Per questo ora il Golfo “sta avendo una nuova centralità strategica agli occhi degli europei che necessitano di idrocarburi”. Importante quindi per l’Europa è la proiezione verso sud “non solo verso l’Africa ma anche verso il Golfo che però negli ultimi anni hanno guardato meno verso all’Occidente e più verso l’Asia e in particolare alla Cina che è un potenziale investitore dell’area con la Via della Seta dal punto di vista infrastrutturale e digitale”.

L’Europa ora si accorge di quanto quest’area sia importante “ed è essenziale che recuperi il tempo perduto e vuol dire mettere in pista il proprio potenziale per avere una relazione proficua con quest’area”.

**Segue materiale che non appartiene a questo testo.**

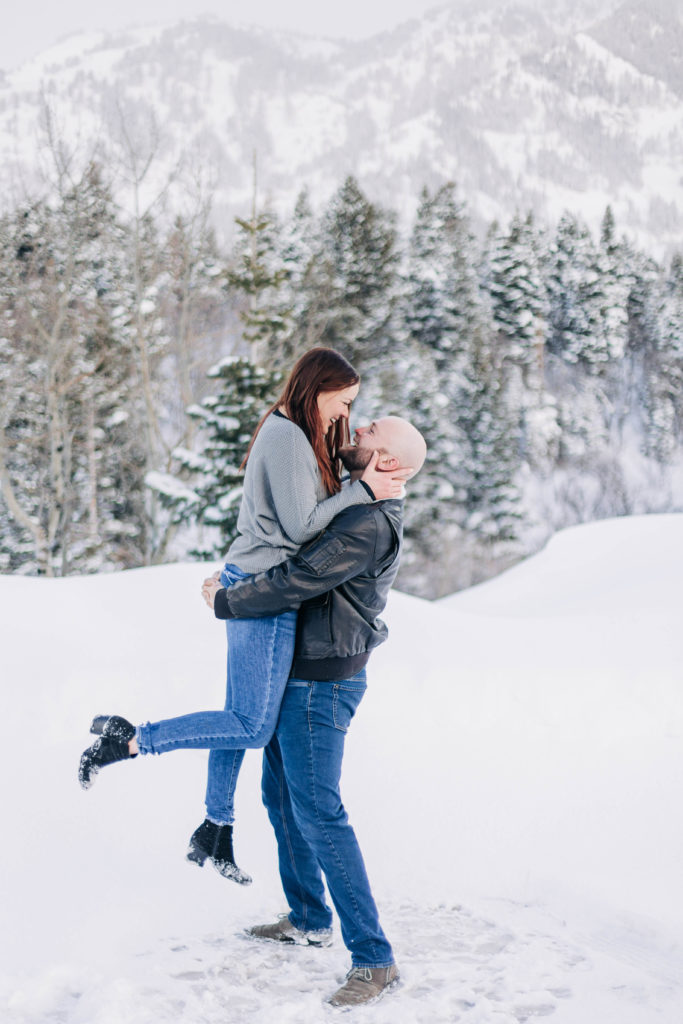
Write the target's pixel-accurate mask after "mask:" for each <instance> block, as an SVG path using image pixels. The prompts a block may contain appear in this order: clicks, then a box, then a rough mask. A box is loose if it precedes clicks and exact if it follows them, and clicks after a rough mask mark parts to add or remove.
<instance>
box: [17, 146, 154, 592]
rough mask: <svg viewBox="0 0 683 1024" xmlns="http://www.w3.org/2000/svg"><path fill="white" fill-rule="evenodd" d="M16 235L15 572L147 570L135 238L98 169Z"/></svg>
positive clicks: (41, 208)
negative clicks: (123, 219) (138, 407)
mask: <svg viewBox="0 0 683 1024" xmlns="http://www.w3.org/2000/svg"><path fill="white" fill-rule="evenodd" d="M3 230H4V231H5V234H6V237H7V243H8V249H7V250H6V251H5V252H4V253H3V256H4V258H3V261H2V283H1V292H2V302H3V319H4V327H5V328H6V331H5V338H4V343H5V345H6V346H7V347H8V348H9V349H10V350H11V353H12V374H11V376H10V378H9V379H8V380H7V381H5V382H4V385H3V396H2V398H3V400H2V411H3V417H2V419H3V422H2V423H1V424H0V430H1V431H2V438H1V443H0V450H1V451H0V456H2V458H1V459H0V477H1V478H2V490H3V496H4V502H5V506H6V509H8V511H9V514H10V515H11V516H12V519H13V521H14V532H16V530H19V531H20V536H22V541H20V552H19V553H18V554H17V551H18V549H17V548H16V547H15V548H14V551H13V554H12V559H13V560H14V561H13V564H16V559H17V558H18V559H19V560H20V564H22V568H23V569H24V570H25V571H38V572H43V573H46V574H50V575H51V574H67V573H69V572H71V571H76V570H80V571H83V570H89V569H95V568H98V567H101V566H102V565H108V566H111V565H122V564H131V563H132V564H136V563H139V557H140V550H141V546H143V543H144V524H143V521H142V516H141V505H140V502H141V496H142V486H141V479H142V468H141V467H140V465H139V460H138V449H139V445H138V437H139V434H140V426H139V421H136V419H135V415H136V403H135V400H134V398H133V395H132V388H131V380H132V376H133V372H132V367H131V347H130V344H129V340H128V338H129V335H128V334H127V323H128V321H127V316H126V310H125V306H124V303H123V295H124V293H125V288H126V281H127V269H126V268H127V263H126V254H125V230H124V228H123V227H122V226H121V223H120V221H119V219H118V211H117V210H116V208H115V206H114V204H113V201H112V198H111V195H110V191H109V189H108V187H106V186H105V184H104V183H103V182H102V179H101V173H100V171H99V169H98V168H97V167H96V166H94V165H91V166H90V167H88V168H87V169H86V171H85V173H84V175H83V177H82V178H81V179H80V180H79V181H77V182H75V183H74V184H73V185H71V186H70V187H69V189H68V190H67V191H66V193H65V194H63V195H61V196H59V197H58V198H57V200H56V201H55V202H54V204H53V205H50V204H48V203H46V202H39V203H34V204H29V205H27V206H25V207H24V208H22V209H19V210H17V211H16V212H15V213H14V214H12V215H10V216H9V217H8V218H5V220H4V223H3ZM3 249H4V247H3ZM112 435H114V437H113V436H112ZM115 440H116V441H119V444H118V445H117V451H116V453H114V452H113V442H114V441H115Z"/></svg>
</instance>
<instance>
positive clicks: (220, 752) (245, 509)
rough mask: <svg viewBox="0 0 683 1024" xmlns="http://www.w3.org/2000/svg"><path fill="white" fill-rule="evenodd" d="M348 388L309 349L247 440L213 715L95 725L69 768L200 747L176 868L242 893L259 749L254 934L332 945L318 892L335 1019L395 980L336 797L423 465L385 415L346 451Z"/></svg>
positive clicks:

Rispetto invece alle relazioni con l’Italia, Varvelli ammette che il nostro Paese “ha avuto relazioni complesse che si erano affievolite dopo che Roma aveva attuato un blocco alle esportazioni di armi con l’accusa agli Emirati di usarle contro i civili in Yemen”. A questo punto i nostri due Paesi non hanno motivazioni per non andare d’accordo. “Anche il sostegno emiratino a Khalifa Haftar in Libia si è affievolito dopo aver speso tanto impegno al supporto di una sola parte senza arrivare ad una soluzione. Ora sembra che la spinta emiratina, come quella di tutti gli attori internazionali intervenuti in Libia, si sia affievolita e che la situazione sia migliore aprendo una finestra di opportunità affinché i due Paesi possono rilanciare le loro relazioni”.